Blas J. Muñoz. La noche del viernes fue algo más que intensa. Córdoba habló a través de sus cofradías para dejar constancia de cómo y gracias a qué respira y, no lo duden jamás, se debe a su historia. La misma que deja su estrato en la piel del Cristo de las Penas. Y es que el Crucificado de Santiago no es cualquier Imagen. Es su silueta abrazando la calle del Poyo, guiado por Javier Romero; es la tarde del Domingo de Ramos con la mirada atónita y la alegría de los sueños cumplidos, de las promesas concedidas; es la devoción exultante del siglo XIX que demuestra a quienes no lo saben que esto es serio y con ello no se juega.

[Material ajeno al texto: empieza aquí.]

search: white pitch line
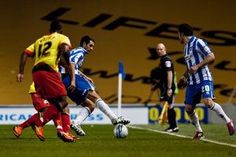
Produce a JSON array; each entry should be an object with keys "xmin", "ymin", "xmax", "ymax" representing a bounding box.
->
[{"xmin": 128, "ymin": 125, "xmax": 236, "ymax": 148}]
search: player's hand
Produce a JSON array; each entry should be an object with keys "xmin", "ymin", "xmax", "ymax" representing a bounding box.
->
[
  {"xmin": 17, "ymin": 73, "xmax": 24, "ymax": 82},
  {"xmin": 167, "ymin": 88, "xmax": 173, "ymax": 97},
  {"xmin": 86, "ymin": 77, "xmax": 94, "ymax": 84},
  {"xmin": 177, "ymin": 76, "xmax": 187, "ymax": 89},
  {"xmin": 68, "ymin": 81, "xmax": 76, "ymax": 92},
  {"xmin": 189, "ymin": 65, "xmax": 199, "ymax": 74},
  {"xmin": 68, "ymin": 85, "xmax": 76, "ymax": 93}
]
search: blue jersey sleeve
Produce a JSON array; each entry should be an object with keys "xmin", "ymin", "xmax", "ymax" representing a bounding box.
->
[{"xmin": 197, "ymin": 39, "xmax": 212, "ymax": 56}]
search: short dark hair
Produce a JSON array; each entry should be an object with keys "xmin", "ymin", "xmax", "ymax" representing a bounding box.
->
[
  {"xmin": 80, "ymin": 35, "xmax": 95, "ymax": 46},
  {"xmin": 49, "ymin": 20, "xmax": 62, "ymax": 32},
  {"xmin": 178, "ymin": 24, "xmax": 193, "ymax": 36}
]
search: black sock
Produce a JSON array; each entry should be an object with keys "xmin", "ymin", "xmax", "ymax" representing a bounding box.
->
[{"xmin": 168, "ymin": 108, "xmax": 177, "ymax": 128}]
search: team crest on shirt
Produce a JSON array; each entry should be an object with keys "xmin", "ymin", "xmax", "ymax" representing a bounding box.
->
[{"xmin": 165, "ymin": 61, "xmax": 171, "ymax": 68}]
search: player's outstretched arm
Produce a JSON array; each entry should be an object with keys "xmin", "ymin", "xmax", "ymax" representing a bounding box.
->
[{"xmin": 17, "ymin": 52, "xmax": 28, "ymax": 82}]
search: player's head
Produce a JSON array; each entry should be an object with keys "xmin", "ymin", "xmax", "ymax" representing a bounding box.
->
[
  {"xmin": 178, "ymin": 24, "xmax": 193, "ymax": 36},
  {"xmin": 178, "ymin": 23, "xmax": 193, "ymax": 44},
  {"xmin": 80, "ymin": 35, "xmax": 95, "ymax": 53},
  {"xmin": 49, "ymin": 20, "xmax": 62, "ymax": 33},
  {"xmin": 156, "ymin": 43, "xmax": 166, "ymax": 56}
]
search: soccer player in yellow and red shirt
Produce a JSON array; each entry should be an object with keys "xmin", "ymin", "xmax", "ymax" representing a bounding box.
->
[{"xmin": 13, "ymin": 21, "xmax": 75, "ymax": 142}]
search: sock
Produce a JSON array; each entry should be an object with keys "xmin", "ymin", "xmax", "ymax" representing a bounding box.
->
[
  {"xmin": 53, "ymin": 112, "xmax": 63, "ymax": 131},
  {"xmin": 41, "ymin": 105, "xmax": 60, "ymax": 126},
  {"xmin": 19, "ymin": 105, "xmax": 59, "ymax": 129},
  {"xmin": 188, "ymin": 111, "xmax": 203, "ymax": 132},
  {"xmin": 61, "ymin": 113, "xmax": 70, "ymax": 132},
  {"xmin": 210, "ymin": 102, "xmax": 231, "ymax": 123},
  {"xmin": 19, "ymin": 113, "xmax": 42, "ymax": 128},
  {"xmin": 168, "ymin": 108, "xmax": 177, "ymax": 128},
  {"xmin": 75, "ymin": 107, "xmax": 91, "ymax": 125},
  {"xmin": 95, "ymin": 98, "xmax": 118, "ymax": 121}
]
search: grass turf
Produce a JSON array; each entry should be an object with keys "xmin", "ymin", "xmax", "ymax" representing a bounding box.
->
[{"xmin": 0, "ymin": 124, "xmax": 235, "ymax": 157}]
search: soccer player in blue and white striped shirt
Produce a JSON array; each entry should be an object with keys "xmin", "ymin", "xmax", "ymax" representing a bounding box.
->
[
  {"xmin": 61, "ymin": 35, "xmax": 130, "ymax": 136},
  {"xmin": 177, "ymin": 24, "xmax": 235, "ymax": 139}
]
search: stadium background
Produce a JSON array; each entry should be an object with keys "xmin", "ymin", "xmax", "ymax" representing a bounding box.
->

La cuadrilla del Señor de las Penas, tampoco es una cuadrilla cualquiera. Costaleros aguerridos, con una capacidad de sacrificio que tanto recuerda el aforismo "de mármol a mármol". Costaleros de los que se dejan la piel, más allá de las modas, porque son el alma de su hermandad. Ver al Cristo de las Penas subir por Espartería hiela la sangre de los días que fueron y cumple uno de los recuerdos imborrables de mis Domingos de Ramos.
Como también será imperturbable el recuerdo del Vía Crucis que este viernes ha conmemorando los templos que lo acogieron, tras el incendio de Santiago. Socorro, San Pedro o Puerta Nueva han visto como su Cristo ha ido a visitarlos, entre una multitud que demuestra, una vez más, aquéllo que define al alma de Córdoba.
Y, como les decía, en Santiago sus costaleros no dudan, no fallan, no se esconden. Y todos estaban allí, portando a Dios, no sé si el Moreno, pero sí ha quedado patente que, más allá de los nombres, ellos cumplen con algo más que un compromiso. Es una forma de entender la vida. Es Córdoba y su Cristo de las Penas.